The rest of the constraints are the same as in Step 1.

And k[i,j] is defined as:

k[i,j] define= min( 5, 500 * (D[j] - u[i,j]) / D[j]) if u[i,j] < D[j]

k[i,j] define= max(-5, 500 * (D[j] - u[i,j]) / D[j]) otherwise

The resulting R[i,j]'s of matrix R after Step 2 are further processed in Step 3 to yield the new percentage resource allocations.

Step 3: Distribute unassigned cluster resources to idle service classes whose allocations fall below their desired cluster-wide allocation.

We first produce the problems in the AMPL modeling language, then feed it to the AMPL tool, which in turn uses LOQO to solve the constrained optimization problem. That's why all objectives and constraints above are written in AMPL-like style. However, 'abs' does cause trouble in AMPL and LOQO, and some modifications are necessary in order for AMPL and LOQO to solve problems correctly[6][9].

3.2.2 Bank Algorithm

Now we present our bank algorithm, which also computes a NxS matrix R whose R[i,j] gives the new resource allocation for service class j on node i. The advantages of the bank algorithm are, firstly, it is computational much simpler, thus much fast; secondly, it is much more flexible, so we could do different policy tunings in any of the 6 steps of the algorithm, to make the algorithm fit different goals.

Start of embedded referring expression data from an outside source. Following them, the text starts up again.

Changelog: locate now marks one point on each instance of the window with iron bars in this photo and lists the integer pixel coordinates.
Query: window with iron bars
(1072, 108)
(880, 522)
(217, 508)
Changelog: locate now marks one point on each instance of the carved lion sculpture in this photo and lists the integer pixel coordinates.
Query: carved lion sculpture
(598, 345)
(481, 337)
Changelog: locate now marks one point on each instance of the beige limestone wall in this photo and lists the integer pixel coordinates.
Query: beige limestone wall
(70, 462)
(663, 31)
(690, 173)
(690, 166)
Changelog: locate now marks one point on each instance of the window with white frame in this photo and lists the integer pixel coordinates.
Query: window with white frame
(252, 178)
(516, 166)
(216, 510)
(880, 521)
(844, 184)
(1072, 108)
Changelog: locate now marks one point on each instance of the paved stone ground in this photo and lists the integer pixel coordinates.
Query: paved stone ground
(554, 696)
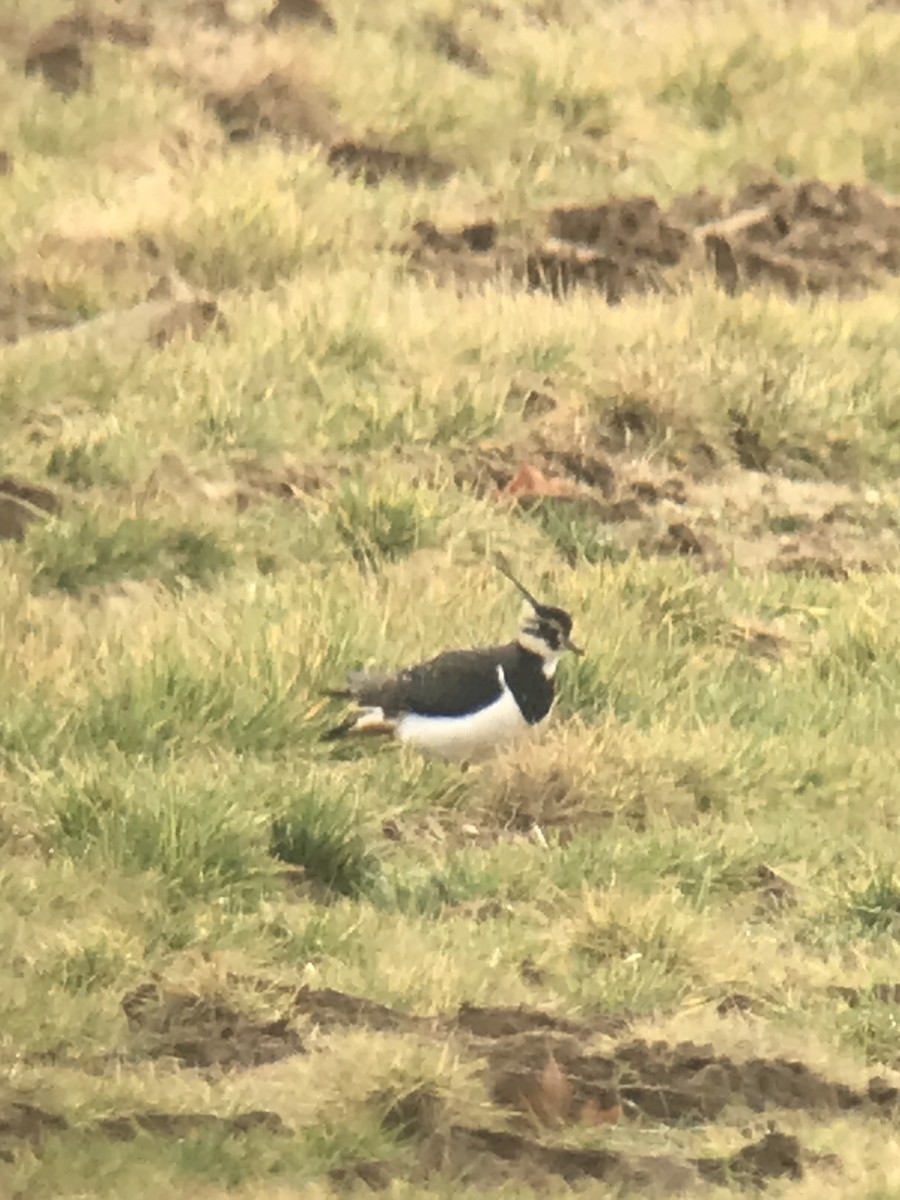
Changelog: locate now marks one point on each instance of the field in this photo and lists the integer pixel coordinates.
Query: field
(306, 313)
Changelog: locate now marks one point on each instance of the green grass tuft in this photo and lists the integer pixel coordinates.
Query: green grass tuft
(323, 837)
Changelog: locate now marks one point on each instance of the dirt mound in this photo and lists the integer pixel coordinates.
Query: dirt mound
(447, 42)
(300, 12)
(21, 504)
(23, 1122)
(274, 105)
(59, 53)
(204, 1031)
(28, 307)
(330, 1008)
(491, 1157)
(798, 238)
(669, 1084)
(189, 1125)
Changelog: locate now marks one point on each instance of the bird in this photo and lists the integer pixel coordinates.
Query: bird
(462, 705)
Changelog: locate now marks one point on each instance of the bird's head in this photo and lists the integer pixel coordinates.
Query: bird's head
(546, 630)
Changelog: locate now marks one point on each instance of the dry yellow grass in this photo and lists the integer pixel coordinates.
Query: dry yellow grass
(256, 421)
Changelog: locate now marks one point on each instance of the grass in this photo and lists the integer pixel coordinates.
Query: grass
(250, 510)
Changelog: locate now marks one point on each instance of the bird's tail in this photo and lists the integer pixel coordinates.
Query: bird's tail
(371, 720)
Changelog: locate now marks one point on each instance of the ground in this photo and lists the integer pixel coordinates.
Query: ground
(307, 312)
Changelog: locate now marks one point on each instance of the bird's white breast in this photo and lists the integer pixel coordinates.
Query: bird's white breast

Before we explain why we have those two advantages, we introduce a basic version of the bank algorithm (because of its flexibility, we could have many different versions of the algorithm with differently tuned policies in any of the 6 steps).

First, some terminology and primitives used:

Ticket: ticket represents resource rights

Bank account: bank accounts are set up by managers for each service class

Primitives: ticket transfer, ticket inflation/deflation, ticket deposit/withdraw

The ticket resource primitive is similar to that developed by Waldspurger and Weihl in Lottery Scheduling [10]. To be more consistent with the percentage allocation used in cluster reserves algorithm, there are exactly 100 tickets on each node and we compute the ticket allocation out of the 100 for each service class on each node.

Next, the 6 steps of the bank algorithm:

Step 1: for each service class on each node, deposit unused tickets

During previous round, any allocated but unused resources are proportioned amongst other service classes dynamically by the resource container mechanism. This contribution is not compensated in cluster reserves algorithm, but is compensated here in the bank algorithm.

Step 2: for each service class on each node, assign initial values for new allocation R[i,j]

R[i,j] = u[i,j] + c if class j fully utilized previous allocation on node i

R[i,j] = u[i,j] - c if class j under utilized previous allocation on node i

where c is a small number of tickets for adjusting R[i,j] toward best values

In case of full utilization, class j could potentially use more resource thus c tickets are added. In case of under utilization, class j would potentially use less resource thus c tickets are subtracted. In our experiment, a small adjustment number of 2 is used.

Step 3: for each service class, compare total allocation to its desired proportion,

subtract from the over-allocated and add to the needy and under-allocated

In this step, we are doing addition and subtraction here to bring the aggregate cluster-wide (here cluster refers to all nodes this manager manages) allocation to the desired allocation level. Needy means the class could take more tickets, i.e. it fully utilized its previous allocation.

Step 4: for each service class, withdraw tickets if still over-allocated,

and deposit tickets if still under-allocated

In this step, we withdraw over-allocated tickets from bank to make classes pay for what they take, and deposit under-allocated tickets to bank to compensate those that contribute.

Step 5: withdraw tickets and reward to the needy nodes

For those classes that have a positive number of tickets in their bank accounts, reward the tickets to the classes on needy nodes. Needy has the same meaning as in step 3.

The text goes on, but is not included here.